A world driven by the written word, by novels and newspapers, may have just been a fleeting dream, even if it lasted for more than a century. Was the professional songwriter just a mirage as well? Sure, we knew the brick-and-mortar record store would be sacrificed to technology, but it wasn’t always clear that those who write the songs would also be forced to the altar. The opening of Van Dyke Parks’ Daily Beast piece about watching profits float away in the stream:
“Last month I was invited up to Ringo Starr’s home in Beverly Hills. He asked me to write a song with him for his next ‘virtual’ album. In two days’ devotion, we conjured and recorded a piece called ‘Bamboula.’
We then sat back and guessed what our possible ‘day rate’ for that time and effort would be. What an irony!

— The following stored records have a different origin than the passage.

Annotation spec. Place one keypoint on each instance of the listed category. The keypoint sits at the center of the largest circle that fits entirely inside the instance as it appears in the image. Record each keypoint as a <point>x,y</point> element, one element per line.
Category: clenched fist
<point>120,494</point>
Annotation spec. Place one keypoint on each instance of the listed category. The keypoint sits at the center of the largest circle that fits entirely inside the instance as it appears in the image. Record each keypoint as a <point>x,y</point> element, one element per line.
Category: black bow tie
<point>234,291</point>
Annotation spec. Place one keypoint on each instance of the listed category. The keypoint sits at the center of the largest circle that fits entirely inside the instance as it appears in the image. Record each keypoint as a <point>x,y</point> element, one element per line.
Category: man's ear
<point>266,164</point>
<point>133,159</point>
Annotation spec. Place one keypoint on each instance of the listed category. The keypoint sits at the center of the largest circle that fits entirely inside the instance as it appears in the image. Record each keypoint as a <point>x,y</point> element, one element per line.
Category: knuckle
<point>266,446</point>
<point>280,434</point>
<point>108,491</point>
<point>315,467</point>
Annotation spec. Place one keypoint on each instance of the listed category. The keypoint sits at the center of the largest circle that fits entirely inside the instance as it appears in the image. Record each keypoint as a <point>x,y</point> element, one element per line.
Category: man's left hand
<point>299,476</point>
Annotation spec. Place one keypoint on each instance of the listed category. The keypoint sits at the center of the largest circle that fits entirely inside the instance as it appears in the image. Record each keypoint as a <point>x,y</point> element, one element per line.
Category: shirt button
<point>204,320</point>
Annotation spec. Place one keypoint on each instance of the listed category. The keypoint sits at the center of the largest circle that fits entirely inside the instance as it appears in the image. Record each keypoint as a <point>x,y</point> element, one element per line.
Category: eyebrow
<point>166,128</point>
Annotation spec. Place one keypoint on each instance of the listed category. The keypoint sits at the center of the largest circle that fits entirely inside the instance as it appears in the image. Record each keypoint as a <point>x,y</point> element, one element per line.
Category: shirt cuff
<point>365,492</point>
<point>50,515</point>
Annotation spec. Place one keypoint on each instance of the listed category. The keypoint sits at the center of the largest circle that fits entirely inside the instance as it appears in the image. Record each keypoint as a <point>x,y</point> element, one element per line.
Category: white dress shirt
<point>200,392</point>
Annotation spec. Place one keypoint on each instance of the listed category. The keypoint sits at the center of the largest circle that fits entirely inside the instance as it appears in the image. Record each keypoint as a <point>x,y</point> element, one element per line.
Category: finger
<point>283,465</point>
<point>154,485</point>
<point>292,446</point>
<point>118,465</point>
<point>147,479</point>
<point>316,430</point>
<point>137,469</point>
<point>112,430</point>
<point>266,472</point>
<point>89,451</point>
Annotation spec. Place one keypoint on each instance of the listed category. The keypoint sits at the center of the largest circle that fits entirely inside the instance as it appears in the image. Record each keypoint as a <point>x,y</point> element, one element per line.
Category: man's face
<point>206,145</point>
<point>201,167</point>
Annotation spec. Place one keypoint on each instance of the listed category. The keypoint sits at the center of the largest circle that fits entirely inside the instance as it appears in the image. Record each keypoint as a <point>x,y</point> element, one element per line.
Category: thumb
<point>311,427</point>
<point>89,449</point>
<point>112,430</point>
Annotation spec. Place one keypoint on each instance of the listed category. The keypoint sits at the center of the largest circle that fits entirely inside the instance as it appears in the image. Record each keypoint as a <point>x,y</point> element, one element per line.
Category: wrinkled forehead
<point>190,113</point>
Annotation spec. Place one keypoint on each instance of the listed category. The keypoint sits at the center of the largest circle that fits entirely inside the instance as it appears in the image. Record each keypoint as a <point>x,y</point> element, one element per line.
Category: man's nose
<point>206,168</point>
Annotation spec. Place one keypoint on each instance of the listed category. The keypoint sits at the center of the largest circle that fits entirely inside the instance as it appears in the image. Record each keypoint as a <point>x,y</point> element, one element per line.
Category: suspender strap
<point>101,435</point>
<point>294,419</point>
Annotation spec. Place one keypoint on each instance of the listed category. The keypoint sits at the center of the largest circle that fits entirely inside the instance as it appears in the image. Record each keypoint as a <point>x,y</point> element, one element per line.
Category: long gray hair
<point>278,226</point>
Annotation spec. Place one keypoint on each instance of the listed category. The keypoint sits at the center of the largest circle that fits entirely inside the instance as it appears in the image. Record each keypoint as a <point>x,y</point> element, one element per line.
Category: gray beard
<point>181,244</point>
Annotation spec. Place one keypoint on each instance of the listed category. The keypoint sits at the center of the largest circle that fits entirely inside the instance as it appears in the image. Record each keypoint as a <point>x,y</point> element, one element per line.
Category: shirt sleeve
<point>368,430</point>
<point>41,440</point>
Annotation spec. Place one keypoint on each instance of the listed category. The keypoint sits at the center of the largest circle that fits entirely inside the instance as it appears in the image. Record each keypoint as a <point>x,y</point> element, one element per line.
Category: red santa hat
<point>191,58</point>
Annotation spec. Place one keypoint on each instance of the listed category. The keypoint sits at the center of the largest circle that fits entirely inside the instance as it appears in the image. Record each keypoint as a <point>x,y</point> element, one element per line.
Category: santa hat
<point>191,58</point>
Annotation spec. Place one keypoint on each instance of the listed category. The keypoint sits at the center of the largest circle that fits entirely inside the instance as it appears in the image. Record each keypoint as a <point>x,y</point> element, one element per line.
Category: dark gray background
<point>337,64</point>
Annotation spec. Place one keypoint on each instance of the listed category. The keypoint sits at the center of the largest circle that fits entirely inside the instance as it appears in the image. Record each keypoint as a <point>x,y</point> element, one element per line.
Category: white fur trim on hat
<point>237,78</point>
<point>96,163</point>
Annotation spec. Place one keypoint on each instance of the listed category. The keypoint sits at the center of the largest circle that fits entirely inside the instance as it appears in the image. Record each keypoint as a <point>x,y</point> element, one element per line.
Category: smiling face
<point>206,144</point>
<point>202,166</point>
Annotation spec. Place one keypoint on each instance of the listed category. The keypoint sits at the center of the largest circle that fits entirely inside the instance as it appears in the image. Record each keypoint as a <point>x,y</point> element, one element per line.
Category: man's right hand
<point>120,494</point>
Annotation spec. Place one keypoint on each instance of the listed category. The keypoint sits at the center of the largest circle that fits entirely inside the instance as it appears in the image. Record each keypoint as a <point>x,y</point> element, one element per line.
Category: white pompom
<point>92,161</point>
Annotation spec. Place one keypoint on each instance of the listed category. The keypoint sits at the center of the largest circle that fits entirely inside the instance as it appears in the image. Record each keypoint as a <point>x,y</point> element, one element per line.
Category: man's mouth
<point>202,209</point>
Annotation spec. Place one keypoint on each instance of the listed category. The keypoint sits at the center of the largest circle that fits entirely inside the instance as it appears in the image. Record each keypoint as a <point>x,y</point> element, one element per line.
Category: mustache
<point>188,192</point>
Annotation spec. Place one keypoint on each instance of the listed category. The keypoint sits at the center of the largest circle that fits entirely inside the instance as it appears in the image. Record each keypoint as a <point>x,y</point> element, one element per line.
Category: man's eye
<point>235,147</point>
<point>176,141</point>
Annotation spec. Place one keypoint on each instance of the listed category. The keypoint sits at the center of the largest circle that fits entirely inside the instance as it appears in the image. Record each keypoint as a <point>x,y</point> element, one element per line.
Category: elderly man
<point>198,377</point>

Forty years ago, co-writing a song with Ringo Starr would have provided me a house and a pool. Now, estimating 100,000 plays on Spotify, we guessed we’d split about $80. When I got home, on closer study, I found out we were way too optimistic. Spotify (on par with other streamers) pays only .00065 cents per play.

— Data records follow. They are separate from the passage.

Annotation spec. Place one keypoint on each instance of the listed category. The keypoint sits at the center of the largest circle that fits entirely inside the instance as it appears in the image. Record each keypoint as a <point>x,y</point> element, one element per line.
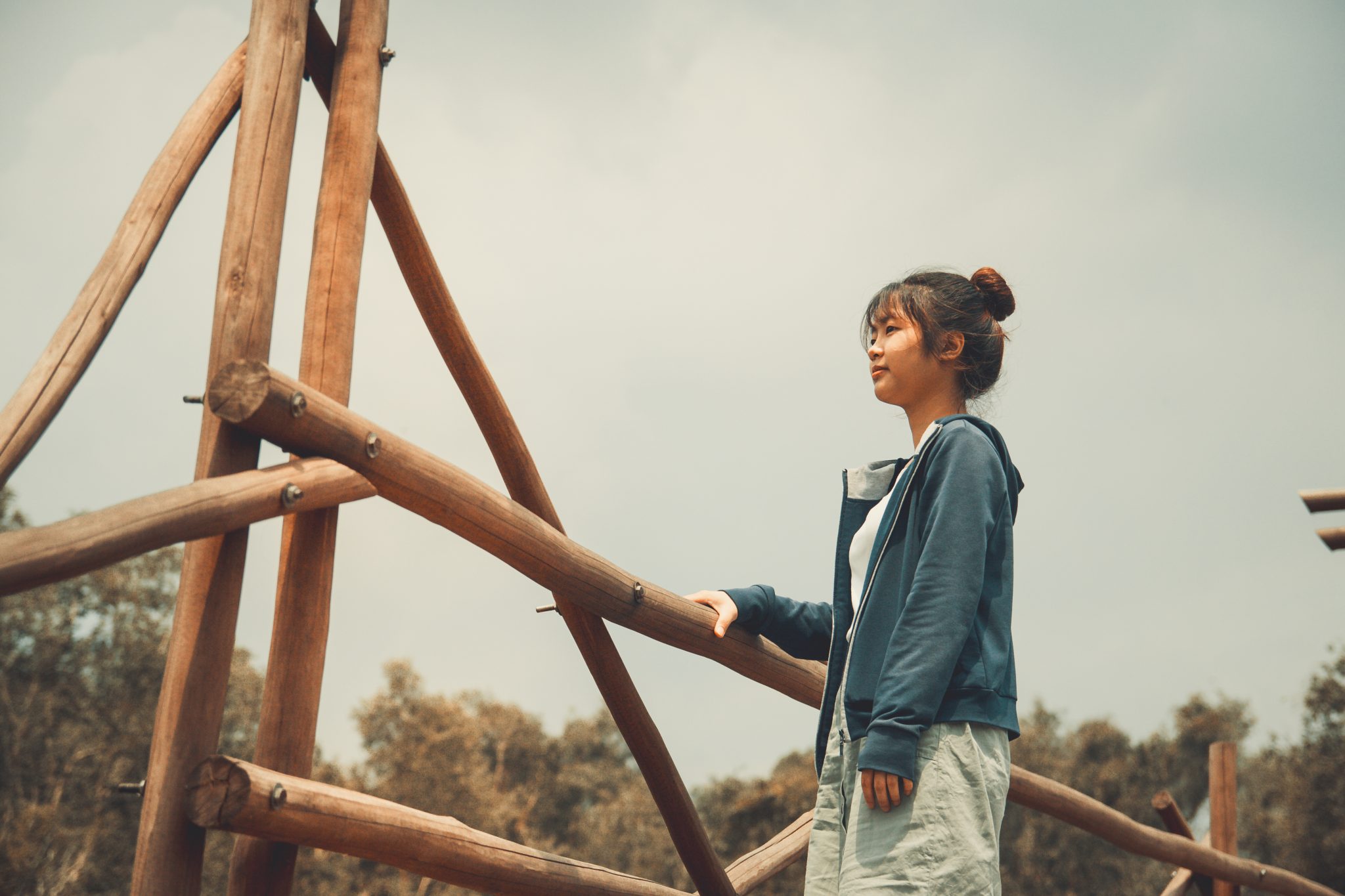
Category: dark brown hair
<point>942,303</point>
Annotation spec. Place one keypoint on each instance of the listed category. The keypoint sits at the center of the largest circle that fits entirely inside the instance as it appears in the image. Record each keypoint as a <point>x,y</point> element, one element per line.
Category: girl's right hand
<point>721,603</point>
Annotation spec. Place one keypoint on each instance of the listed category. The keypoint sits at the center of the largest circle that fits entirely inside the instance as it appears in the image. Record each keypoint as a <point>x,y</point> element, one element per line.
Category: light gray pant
<point>943,837</point>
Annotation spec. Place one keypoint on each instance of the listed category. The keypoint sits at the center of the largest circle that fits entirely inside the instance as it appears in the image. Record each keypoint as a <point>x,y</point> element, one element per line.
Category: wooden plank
<point>231,794</point>
<point>525,485</point>
<point>46,554</point>
<point>774,856</point>
<point>252,395</point>
<point>1223,806</point>
<point>294,681</point>
<point>169,849</point>
<point>91,319</point>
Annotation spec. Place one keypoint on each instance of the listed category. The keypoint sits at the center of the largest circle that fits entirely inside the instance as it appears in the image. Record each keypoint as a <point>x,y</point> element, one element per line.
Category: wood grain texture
<point>169,849</point>
<point>525,485</point>
<point>292,689</point>
<point>447,495</point>
<point>1043,794</point>
<point>774,856</point>
<point>92,540</point>
<point>91,319</point>
<point>231,794</point>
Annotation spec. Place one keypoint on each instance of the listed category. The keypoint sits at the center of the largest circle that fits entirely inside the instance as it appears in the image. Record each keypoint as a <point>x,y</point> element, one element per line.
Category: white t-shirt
<point>861,545</point>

There’s less support for all the arts today, and the blade gets duller with every cut in arts funding. It degrades dance, opera, even academia and, significantly, the art of journalism. As a result, in the U.S., public opinion suffers from what we call ‘infotainment.’ That’s a genre of media news that is not informing, entertaining, or remedial. And it’s a direct result of a vacuum of patronage (and by patronage, I don’t mean just Medici-style sponsorship but the willingness of all arts consumers to pay for what they listen to, read, and watch, and for the industry to fairly recompense creators).
But let’s limit ourselves to a narrow-band study of royalty rates in my occupational field, music composition, and to industry practices in the U.S. from 1914 to 2014, a century in which declining royalty figures reveal a real dilemma: an imploding commodification if not outright destruction of intellectual property rights.”